英仏がコンコルドを作っていた時、アメリカもまた超音速機にチャレンジしていた。翼の空気抵抗によるソニックブームを軽減しようと、飛行中に翼を後方に下げる「可変翼タイプ」をアメリカは模索した。

艦上戦闘機にF-14(トムキャット)というのがあるが、当時のアメリカが作った超音速機はそれと似ていた。しかし無念。音速は超えられるが、ソニックブームの衝撃波ばかりは抑え切れず、実用化されぬままに中止となってしまった。







イギリス、フランス、アメリカ。

第二次世界大戦の戦勝国組は、実用可能な超音速機に届かない(戦闘機はいくつか作ったが)。

そもそも、形は異なれど、その発想は五十歩百歩。「空気抵抗を減らす」ということばかりに囚われていた。






◎日本における研究



現在、世界中でソニックブームを解決するための研究が継続している。その中で、ひとつ頭抜けているのが、わが日本だという。

日本のJAXA(宇宙航空研究開発機構)による「D-SEND(ディセンド)プロジェクト」というのは、ソニックブームを半減させることを目的とした超音速機の研究開発。



そのスペシャリスト、牧野好和さんは、最新のコンピューター・シミュレーションを用いて、コンコルドから出ていた衝撃波を詳しく解析した。つまり、コンコルドの失敗をその叩き台としたのである。

すると、コンコルドの尖った機首部分の衝撃波は、さほどではないことが判った。この点、空気抵抗を減らす努力は功を奏していた。しかし、問題は別の部分、翼付近にあった。

ここから発生するソニックブームは、機首よりもずっと大きいものだったのである。この点、アメリカの超音速機が翼を後ろにたたむのは、じつに理に適ったことであった。



飛行機が浮かび上がるためには、翼の空気抵抗によって生まれる揚力が必要とされるが、その抵抗が大きいほどにソニックブームが大きくなってしまう。ここには二者択一のトレードオフの関係があるようだった。

そのために、かつては空気抵抗を減らすことに躍起になっていたのだった。



だが、JAXAの牧野さんが注目したのは、空気抵抗そのものではなく、機首と翼のソニックブームが「合わさって」減衰しにくくなっているという点だった。
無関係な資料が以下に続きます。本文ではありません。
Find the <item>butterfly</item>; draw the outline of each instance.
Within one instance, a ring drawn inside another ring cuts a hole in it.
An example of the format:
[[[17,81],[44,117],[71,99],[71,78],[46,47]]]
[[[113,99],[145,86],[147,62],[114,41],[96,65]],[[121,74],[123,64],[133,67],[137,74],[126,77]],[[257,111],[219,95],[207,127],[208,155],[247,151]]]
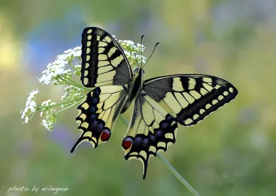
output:
[[[197,124],[237,95],[227,81],[207,75],[179,74],[144,80],[144,66],[133,70],[119,43],[97,27],[81,36],[81,80],[92,88],[77,109],[82,141],[94,148],[108,141],[115,122],[134,102],[122,141],[125,159],[137,159],[146,178],[148,160],[174,144],[178,124]]]

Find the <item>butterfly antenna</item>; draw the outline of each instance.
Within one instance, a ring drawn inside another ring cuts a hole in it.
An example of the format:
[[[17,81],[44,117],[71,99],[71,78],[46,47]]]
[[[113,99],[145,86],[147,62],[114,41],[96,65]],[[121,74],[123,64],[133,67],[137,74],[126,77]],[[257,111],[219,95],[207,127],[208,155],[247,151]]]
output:
[[[142,48],[142,41],[144,35],[141,37],[140,47],[141,47],[141,67],[143,66],[143,48]]]
[[[155,48],[156,48],[156,47],[158,46],[158,44],[159,44],[159,42],[157,42],[157,43],[155,44],[155,48],[154,48],[153,50],[152,50],[152,52],[151,52],[151,55],[150,55],[150,57],[148,58],[148,61],[146,61],[146,63],[143,66],[142,69],[143,69],[143,68],[146,66],[146,64],[148,63],[148,61],[150,59],[150,57],[151,57],[151,56],[152,56],[153,52],[155,52]]]
[[[136,56],[136,52],[135,52],[135,53],[134,53],[134,56],[135,57],[136,63],[137,64],[137,67],[139,67],[138,61],[137,61],[137,56]]]

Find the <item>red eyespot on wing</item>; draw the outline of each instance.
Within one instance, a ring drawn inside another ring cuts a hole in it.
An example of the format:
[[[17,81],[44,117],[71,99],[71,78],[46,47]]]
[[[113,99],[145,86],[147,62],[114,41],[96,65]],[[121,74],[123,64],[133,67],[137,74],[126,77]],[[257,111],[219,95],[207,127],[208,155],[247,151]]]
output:
[[[110,131],[107,128],[104,128],[101,134],[101,140],[102,141],[108,141],[110,138]]]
個々のソニックブームだけであれば確かに、上空から地上に伝わる間で十分に減衰していく。だが、その2つが途中で合わさることによって、ソニックブームの勢いは衰えずに地上に響くのであった。






◎分散



ならば、発想を逆にしよう。

あえて、空気抵抗をつくるのだ。



そんな考えから、JAXAの開発する「D-SEND(ディセンド)」という超音速機の機首は、あえて丸みを帯びている。

「先端で、あえて強い衝撃波を発生させればいいんです」と牧野さんは言う。



機首と翼、それぞれのソニックブームは、翼によるそれの方が大きいために、後から発生するはずの翼のソニックブームが機首のそれに追いついてしまう。そうして両者が合体してしまうことに問題があった。

そこで、機首の空気抵抗を大きくした。そうすれば、後ろからくる翼のソニックブームに追いつかれない。

ソニックブームを弱らせるカギは、空気抵抗の軽減のみならず、その「分散」にあるようだった。



同じ原理で、翼の下の胴体にも丸みを持たせた。

空気抵抗を翼以外にも発生させることによって、やはりソニックブームは分散され、いずれ勢いを失うのであった。






◎「D-SEND#2」と「MISORA」



ソニックブームを極限まで減らすように作られた「D-SEND#2(ディセンド2)」。

それはコンコルドのように鋭利な形のなかに、生きものの鳥のような優雅な丸みを併せ持つ。

カモノハシのような機首はいくぶんシャクれており、翼の下の胴体は、子持ちシシャモのように豊かな膨らみを抱いている。



計算上、D-SEND#2(ディセンド2)のソニックブームは、コンコルドの4分の1にまで軽減されている。

だが、欧米の航空先進国に認めてもらうには、「紙と鉛筆と計算機」だけでは説得力に欠ける。必ず実証実験の結果が求められるのである。

まだエンジンを持たぬD-SEND#2(ディセンド2)ではあるが、気球で上空30kmにまで運び上げ、そこから自然落下させることで、いかなるソニックブームが発生するかが検証できる。その実験は、今年(2013)8月、スウェーデンの上空で行われる予定である。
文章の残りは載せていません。